[ロンドン 12日 ロイター] - 英国で12日、司法省のアレックス・デービスジョーンズ政務官と保健省のズビル・アーメド政務官が、スターマー首相の指導力に抗議して辞任した。地方選挙惨敗を受けて労働党内で首相退陣を求める声が広がる中、政権への圧力が一段と強まっている。

デービスジョーンズ氏は、Xに投稿したスターマー氏宛ての書簡で「われわれはもっと多くのことを行う必要があった。従って、非常に重い気持ちではあるが、辞任以外に選択肢はないと感じている」と表明した。

アーメド氏もXに掲載した辞表で、個別の成果や進展があったとしても「中枢における価値観に基づいたリーダーシップの欠如によって、それらは覆い隠され、損なわれている」と批判。「ここ数日の状況から、英国民が首相への信頼をもはや取り戻せないほど失ったことは明らかだ」とした。

一方、ラミー副首相は12日、スターマー氏を全面的に支持すると表明した。首相官邸前で記者団に対し「24時間が経過したが、党内の異議申し立て手続きに名乗りを上げた者は誰もいない」と述べた。
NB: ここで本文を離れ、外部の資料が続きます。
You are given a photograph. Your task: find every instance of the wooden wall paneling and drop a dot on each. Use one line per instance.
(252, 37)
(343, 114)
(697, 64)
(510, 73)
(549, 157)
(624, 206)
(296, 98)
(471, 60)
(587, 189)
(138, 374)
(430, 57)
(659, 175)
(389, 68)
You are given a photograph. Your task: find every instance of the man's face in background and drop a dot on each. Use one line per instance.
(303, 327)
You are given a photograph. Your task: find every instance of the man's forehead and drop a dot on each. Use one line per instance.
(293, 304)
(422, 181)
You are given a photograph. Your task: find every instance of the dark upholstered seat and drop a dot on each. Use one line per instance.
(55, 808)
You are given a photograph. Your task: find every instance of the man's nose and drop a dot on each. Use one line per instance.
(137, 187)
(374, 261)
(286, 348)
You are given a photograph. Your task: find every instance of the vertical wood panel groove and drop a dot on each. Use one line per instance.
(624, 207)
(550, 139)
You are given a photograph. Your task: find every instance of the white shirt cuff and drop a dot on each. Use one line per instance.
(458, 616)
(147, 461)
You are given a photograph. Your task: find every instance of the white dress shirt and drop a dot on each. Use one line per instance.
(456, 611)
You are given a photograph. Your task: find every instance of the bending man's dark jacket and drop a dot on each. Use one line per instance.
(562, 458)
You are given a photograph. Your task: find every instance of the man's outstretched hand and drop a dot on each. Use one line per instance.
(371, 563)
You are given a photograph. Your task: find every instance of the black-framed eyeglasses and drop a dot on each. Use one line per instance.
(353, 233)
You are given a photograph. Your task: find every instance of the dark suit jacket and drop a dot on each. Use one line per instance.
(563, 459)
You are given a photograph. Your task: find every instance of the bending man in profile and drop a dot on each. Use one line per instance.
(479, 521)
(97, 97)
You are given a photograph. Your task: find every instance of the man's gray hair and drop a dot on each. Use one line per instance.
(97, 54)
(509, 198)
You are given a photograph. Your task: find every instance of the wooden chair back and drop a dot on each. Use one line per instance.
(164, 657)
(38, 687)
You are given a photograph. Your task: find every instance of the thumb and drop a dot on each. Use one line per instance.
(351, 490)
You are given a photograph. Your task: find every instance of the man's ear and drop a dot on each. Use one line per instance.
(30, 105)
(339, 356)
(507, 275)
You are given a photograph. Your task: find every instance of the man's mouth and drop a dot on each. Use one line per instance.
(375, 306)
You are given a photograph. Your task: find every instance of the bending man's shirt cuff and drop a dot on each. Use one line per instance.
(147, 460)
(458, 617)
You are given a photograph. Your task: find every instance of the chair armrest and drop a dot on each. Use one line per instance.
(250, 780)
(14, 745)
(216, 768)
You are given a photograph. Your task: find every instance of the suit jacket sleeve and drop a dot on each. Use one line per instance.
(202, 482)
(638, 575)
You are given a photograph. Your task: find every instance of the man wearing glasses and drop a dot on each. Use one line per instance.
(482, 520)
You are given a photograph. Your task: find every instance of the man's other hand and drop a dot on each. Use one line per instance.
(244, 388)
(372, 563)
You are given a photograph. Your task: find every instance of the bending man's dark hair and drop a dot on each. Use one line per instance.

さらに「スターマー氏に対抗して立つだけの推薦人を集めている人物はいないようだ」と指摘。「退陣すべきだと主張する人々は、どの候補者の方が優れているのかを示すべきだ」と語った。

スターマー氏が党首の座を降りることになった場合、後継としてストリーティング保健相の名前が取り沙汰されている。英紙タイムズのスティーブン・スウィンフォード政治編集長はXへの投稿で、ストリーティング氏が13日朝にスターマー氏と協議する予定だと伝えた。

また英紙タイムズは12日、エド・ミリバンド・エネルギー相が閣僚らに対し、ストリーティング保健相が近く労働党党首選の実施に動いた場合、自身も出馬する用意があると伝えたと報じた。報道によると、ミリバンド氏はその後、党首選出馬を積極的に計画しているわけではないと否定した。

ミリバンド氏はロイターのコメント要請に直ちには応じていない。

スターマー氏は同日の閣議で、党内の辞任要求を拒否し続投する意向を改めて示していた。地方選挙での惨敗を受け、労働党議員80人超が公然と退陣を要求。12日には複数の政務官が政権を離脱し、国務担当相1人も辞任した。